Once upon a time, LAS produced the most comfortable, stylish helmets – barring none. And for that reason, any dealer who was fortunate enough to have carried the Italian brand could attest to the fact that they out sold virtually any other lid.
But, over time LAS helmets became a bit stolid, relying on the same designs that had been around for years, while other helmet companies were fast at work pushing the limits of aerodynamics and safety for their products. Unfortunately, it wasn’t long before LAS all but disappeared from these shores.
Years later, the family that owned LAS decided to sell its cycling division to Briko, hoping the larger Italian eyewear and helmet company could pump some much needed capital and ingenuity into the floundering business. But, this seemed to only dilute the brand.
However, good news came in 2016, when two of LAS’s former employees, Gregorio Togni and Francesco Zanchi, negotiated a buy-back of the brand from Briko, reuniting the cycling and equestrian helmet divisions under the control of their company WAVES ITALIA.
From there, WAVES ITALIA went on to refresh the range of LAS cycling helmets, upping their styling quotient with new designs and attractive colorways, while also bridging the gap of safety with more advanced protection.
Still, the brand remained elusive in this country, until the highly regarded US-importer, Albabici, began distributing the cycling helmets this year.
Having clocked thousands of miles in some of LAS’s previous road models such as the Istrion and the Squalo, with sound-footing now in the U.S. market, I was eager to review LAS’s latest flagship helmet – the Virtus.
The Virtus is available in two guises, the standard Virtus and the Virtus Carbon, which are differentiated by the addition of a reinforced carbon fiber frame in the latter.
Otherwise, both helmets share the same Nano 3D adjustment system, lightweight strap with magnetic buckle, removable padding with “Interpower” treatment and an anti-bug net.
Regarding protection, while the Virtus doesn’t incorporate MIPS, it does rely on an impact technology that LAS calls LDHR, which is designed to “resist lateral compression forces on impact”.
When it comes to fit, the Virtus is a no-fuss helmet thanks to its well thought out ergonomics and simple, straightforward retention system, easily fine-tuning the fit around one’s noggin sans tricky adjustment wheels and dials located in odd places.
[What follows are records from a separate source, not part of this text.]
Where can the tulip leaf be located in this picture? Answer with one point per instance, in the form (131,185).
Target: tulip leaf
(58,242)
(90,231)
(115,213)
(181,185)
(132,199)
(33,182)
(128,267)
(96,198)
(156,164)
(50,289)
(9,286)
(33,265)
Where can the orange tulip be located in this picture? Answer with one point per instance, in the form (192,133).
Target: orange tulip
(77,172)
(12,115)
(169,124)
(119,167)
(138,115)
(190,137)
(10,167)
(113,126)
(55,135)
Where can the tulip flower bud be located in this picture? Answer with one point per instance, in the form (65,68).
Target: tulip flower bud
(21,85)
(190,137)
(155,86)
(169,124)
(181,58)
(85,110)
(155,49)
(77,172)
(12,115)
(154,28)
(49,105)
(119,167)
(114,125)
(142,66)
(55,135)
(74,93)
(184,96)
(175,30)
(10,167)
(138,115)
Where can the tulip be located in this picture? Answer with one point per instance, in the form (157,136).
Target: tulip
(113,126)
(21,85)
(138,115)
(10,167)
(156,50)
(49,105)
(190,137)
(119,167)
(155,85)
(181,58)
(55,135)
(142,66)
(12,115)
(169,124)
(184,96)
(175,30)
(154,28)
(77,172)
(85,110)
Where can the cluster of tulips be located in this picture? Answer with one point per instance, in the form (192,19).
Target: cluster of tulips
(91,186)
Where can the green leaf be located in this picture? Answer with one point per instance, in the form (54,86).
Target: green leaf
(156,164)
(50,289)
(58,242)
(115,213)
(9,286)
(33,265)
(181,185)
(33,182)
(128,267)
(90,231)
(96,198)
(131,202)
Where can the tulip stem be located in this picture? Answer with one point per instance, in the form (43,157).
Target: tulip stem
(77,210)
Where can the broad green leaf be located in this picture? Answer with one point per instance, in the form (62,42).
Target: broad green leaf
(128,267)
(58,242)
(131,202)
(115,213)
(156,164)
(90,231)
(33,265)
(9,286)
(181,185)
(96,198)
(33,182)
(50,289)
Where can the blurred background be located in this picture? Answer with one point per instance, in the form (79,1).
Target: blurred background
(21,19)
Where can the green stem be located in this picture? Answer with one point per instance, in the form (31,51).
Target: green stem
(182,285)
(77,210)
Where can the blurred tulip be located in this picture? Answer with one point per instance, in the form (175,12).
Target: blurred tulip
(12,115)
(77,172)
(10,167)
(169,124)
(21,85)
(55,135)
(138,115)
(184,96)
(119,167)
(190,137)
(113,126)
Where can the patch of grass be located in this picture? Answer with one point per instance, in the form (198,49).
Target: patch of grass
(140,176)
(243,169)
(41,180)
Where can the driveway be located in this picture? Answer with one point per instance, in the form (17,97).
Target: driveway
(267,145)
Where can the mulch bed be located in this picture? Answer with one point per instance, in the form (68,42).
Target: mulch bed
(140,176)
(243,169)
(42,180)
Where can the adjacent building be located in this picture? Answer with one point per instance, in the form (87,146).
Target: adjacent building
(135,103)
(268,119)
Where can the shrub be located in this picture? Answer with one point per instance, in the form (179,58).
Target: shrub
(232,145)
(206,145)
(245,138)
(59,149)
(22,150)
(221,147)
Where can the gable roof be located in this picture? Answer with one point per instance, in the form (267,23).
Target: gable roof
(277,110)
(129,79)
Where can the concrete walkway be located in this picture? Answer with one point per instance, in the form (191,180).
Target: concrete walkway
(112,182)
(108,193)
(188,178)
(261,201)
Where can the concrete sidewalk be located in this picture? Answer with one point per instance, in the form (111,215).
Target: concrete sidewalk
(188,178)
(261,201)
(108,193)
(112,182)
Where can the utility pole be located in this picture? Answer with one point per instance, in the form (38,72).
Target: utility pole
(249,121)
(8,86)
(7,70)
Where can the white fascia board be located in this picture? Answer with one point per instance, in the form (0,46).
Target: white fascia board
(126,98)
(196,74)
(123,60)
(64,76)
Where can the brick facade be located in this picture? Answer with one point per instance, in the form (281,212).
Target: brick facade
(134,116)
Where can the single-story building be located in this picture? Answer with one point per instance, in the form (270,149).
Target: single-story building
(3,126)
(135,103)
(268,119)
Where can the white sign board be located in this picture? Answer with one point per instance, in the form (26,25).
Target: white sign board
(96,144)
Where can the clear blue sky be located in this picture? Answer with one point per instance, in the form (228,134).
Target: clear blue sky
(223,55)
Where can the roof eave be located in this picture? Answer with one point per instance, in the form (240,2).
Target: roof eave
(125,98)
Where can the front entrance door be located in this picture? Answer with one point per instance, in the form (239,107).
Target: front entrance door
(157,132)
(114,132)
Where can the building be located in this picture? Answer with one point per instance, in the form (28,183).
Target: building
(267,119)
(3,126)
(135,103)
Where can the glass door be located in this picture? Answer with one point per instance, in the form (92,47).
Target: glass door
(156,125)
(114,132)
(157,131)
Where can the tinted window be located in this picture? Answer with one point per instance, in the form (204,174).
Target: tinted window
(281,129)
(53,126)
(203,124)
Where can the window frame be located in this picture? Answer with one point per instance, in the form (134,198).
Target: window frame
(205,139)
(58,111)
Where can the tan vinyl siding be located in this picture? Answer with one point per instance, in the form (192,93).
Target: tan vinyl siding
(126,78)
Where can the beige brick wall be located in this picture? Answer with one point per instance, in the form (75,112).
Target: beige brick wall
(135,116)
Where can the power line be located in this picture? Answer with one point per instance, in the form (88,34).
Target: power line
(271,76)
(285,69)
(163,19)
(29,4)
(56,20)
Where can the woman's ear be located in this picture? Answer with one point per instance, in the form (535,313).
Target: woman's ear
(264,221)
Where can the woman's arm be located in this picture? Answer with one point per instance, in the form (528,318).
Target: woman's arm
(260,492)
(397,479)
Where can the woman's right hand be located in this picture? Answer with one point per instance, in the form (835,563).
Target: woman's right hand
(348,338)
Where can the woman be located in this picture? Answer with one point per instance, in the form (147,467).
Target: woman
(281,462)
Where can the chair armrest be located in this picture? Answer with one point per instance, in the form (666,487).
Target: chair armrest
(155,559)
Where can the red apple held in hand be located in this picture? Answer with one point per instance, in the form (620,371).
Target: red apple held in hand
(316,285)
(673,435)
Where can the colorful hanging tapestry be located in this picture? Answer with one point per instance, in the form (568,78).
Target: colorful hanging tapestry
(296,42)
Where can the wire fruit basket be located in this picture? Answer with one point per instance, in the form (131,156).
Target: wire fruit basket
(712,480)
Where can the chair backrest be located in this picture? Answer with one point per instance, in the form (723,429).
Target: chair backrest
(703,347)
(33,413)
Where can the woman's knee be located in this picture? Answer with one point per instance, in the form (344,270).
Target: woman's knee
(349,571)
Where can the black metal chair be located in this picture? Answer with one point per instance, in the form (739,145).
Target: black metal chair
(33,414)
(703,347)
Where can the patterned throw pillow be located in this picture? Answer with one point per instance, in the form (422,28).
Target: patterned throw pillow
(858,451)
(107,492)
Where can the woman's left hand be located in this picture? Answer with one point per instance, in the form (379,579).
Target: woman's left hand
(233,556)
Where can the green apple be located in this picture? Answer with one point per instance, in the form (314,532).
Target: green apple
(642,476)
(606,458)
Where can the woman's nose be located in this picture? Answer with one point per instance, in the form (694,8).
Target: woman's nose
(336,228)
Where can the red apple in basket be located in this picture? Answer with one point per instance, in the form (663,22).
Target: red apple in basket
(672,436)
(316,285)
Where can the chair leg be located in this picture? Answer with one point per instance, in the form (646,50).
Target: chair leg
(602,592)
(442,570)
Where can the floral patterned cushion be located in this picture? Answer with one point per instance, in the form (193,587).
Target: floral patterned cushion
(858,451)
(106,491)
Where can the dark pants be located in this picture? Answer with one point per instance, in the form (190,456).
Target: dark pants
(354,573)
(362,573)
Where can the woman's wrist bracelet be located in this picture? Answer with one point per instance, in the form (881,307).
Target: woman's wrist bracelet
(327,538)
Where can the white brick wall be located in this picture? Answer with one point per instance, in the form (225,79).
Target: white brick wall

I particularly like the magnetic buckle, a small, but nice feature that’s found on very few helmets.
Out on the road, the Virtus is as light and airy as any helmet that I’ve donned in recent years, conferring superior comfort and ventilation, especially when the mercury spikes, while its aesthetics put it on par with other premium brands without bordering on the laboratory-ugly appearance that some of the latest aero-helmets have taken on.
In short, all of properties that made LAS the go-to helmet for serious roadies in the past, are not only retained in the Virtus, but reimagined with contemporary style and design, along with greater protection.
The Virtus is available in two sizes, S/M (54-59) – L/XL (57-61), and five stylish colorways. The standard model sells for $239, while the carbon version fetches $299.